I believe today, the press, en masse, are often allowed to act like a school of sharks in a feeding frenzy with no respect or decorum, even at a PM’s briefing. What I found unbelievable and which spoke volumes was that when asked why he did not pass through the Lobby, he actually answered instead of telling his interlocutor to do something earthy. On another tack, it doesn’t take even a normal person to realise all the implications of the vast amount of changes government is proposing in the near future. First of all it is going to cost a fortune because change is expensive in time and materials, and the recipients of the services that are being changed, will suffer in the meantime, if not in the long term as well. It is clearly just an effort to gain brownie points in the face of such wide disillusion, and the shortage of time before the next election. I would have thought that at a time when the majority of us are actually losing hundreds if not thousands of our savings, as well as being stripped of it by increased taxes and rising costs, the government would draw in its horns, and move slowly, rather than starting massively expensive ventures into unknown fields, where the outcome is not totally predictable. There is more than one area where this is apostate, housing and the carbon foot-print are just two. What I find most aggravating is that no one seems to take into account past history, when they are making decisions in the short term, when the effects will be felt long-term.

Recently I was thinking about my life immediately after the war, our carbon footprint then was minuscule to what we have today. By today’s standards we were poor, considering every purchase carefully. We had no car, few had central heating, we generally heated only one room at a time, public transport was mainly driven by electricity, and most of the shops that we needed were within walking distance, which in turn was good for health. Very little of our food was imported, and holidays, if they were taken at all, were spent within reasonable travelling distance in Britain. Are unripe strawberries out of season, worth bringing all the way from California?
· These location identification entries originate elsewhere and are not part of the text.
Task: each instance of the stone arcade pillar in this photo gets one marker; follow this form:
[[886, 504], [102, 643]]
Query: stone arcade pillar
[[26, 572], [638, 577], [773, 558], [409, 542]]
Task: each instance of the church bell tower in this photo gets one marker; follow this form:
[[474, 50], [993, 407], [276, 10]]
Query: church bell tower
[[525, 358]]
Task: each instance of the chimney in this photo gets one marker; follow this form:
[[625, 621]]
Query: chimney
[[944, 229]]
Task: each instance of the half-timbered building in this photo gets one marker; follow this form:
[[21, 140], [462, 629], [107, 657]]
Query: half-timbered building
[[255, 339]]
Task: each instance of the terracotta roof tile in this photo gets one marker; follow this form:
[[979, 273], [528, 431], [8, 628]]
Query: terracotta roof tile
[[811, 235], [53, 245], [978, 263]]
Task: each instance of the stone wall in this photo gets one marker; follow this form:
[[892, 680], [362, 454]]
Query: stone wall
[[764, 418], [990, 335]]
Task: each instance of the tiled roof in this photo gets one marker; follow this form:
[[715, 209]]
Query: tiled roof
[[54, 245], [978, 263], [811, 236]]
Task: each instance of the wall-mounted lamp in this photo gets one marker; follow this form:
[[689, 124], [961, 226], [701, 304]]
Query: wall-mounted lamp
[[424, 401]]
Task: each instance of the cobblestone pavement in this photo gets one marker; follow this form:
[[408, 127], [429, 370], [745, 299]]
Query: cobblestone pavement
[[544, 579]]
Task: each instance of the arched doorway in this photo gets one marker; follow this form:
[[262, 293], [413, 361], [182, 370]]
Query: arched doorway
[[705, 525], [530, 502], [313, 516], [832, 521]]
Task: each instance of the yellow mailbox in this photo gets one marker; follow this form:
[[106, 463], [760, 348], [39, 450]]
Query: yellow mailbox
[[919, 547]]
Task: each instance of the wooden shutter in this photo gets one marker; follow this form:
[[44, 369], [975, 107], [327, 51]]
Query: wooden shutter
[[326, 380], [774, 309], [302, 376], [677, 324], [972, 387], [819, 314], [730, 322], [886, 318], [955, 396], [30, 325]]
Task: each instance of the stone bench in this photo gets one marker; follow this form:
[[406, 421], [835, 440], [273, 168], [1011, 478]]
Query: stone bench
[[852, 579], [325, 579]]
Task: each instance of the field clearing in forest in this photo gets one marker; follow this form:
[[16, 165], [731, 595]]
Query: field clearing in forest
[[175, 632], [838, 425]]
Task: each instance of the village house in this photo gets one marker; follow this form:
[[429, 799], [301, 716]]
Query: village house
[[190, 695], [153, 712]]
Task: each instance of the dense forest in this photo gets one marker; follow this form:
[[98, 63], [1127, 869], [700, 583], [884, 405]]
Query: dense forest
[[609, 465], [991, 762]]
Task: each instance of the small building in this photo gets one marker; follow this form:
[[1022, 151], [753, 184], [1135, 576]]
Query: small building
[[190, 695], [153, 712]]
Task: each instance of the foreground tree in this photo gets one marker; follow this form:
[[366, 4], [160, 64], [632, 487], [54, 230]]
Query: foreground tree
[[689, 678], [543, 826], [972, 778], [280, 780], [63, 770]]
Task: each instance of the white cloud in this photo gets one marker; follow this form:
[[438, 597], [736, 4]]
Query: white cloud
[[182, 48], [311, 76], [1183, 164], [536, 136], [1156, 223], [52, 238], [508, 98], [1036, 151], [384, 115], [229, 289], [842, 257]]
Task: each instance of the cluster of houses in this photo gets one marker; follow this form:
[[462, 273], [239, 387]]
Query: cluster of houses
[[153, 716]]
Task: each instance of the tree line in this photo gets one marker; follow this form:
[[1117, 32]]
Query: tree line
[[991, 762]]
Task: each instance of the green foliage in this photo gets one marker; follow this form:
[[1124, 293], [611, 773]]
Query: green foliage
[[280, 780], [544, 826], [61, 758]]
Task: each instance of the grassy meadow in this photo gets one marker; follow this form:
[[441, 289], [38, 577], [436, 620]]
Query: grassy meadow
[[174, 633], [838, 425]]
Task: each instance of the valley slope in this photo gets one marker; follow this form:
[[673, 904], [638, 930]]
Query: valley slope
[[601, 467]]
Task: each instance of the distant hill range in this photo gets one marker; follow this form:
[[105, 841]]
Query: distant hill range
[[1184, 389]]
This aspect never occurred to us in the old days, when we waited for the season to change and then enjoyed a renewed experience, and didn’t feel deprived.

Now we are talking about whole swathes of our countryside that have been vandalised by vast housing estates with, maybe only occasionally a small group of shops, which are certainly not in walking distance for most of us. This was induced by the arrival of the vast shopping centres, and one could conject that some were at the instigation of the supermarkets. Now it is clear that even green field sites are being used in preference to brown ones. Essentially government policy obviously means nothing.

People like myself have been writing for years about the efficiency of small groups of shops within a conurbation covering the major needs of the local inhabitants. This, not eco-housing of unspecified standards and quality, is what is required. Another vast housing estate, even if it does theoretically appear on paper to have a smaller carbon footprint, will, socially and with respect to travel, be another open prison. You only have to listen to the people who live in flats where the shops that are part of the area have had to close down. They claim that they have lost more than the convenience of the shops, they have lost that social element so necessary to their lives. Today, without the extended family, with two incomes, and the mummy run, there is little time to be sociable, and lives are far more insular. There are fewer church halls, scouts and girl guide groups, and less socialising among the young in a safe environment. Both these last statements and the psychological effects of them are well known, but the government only talks about reversing the trend.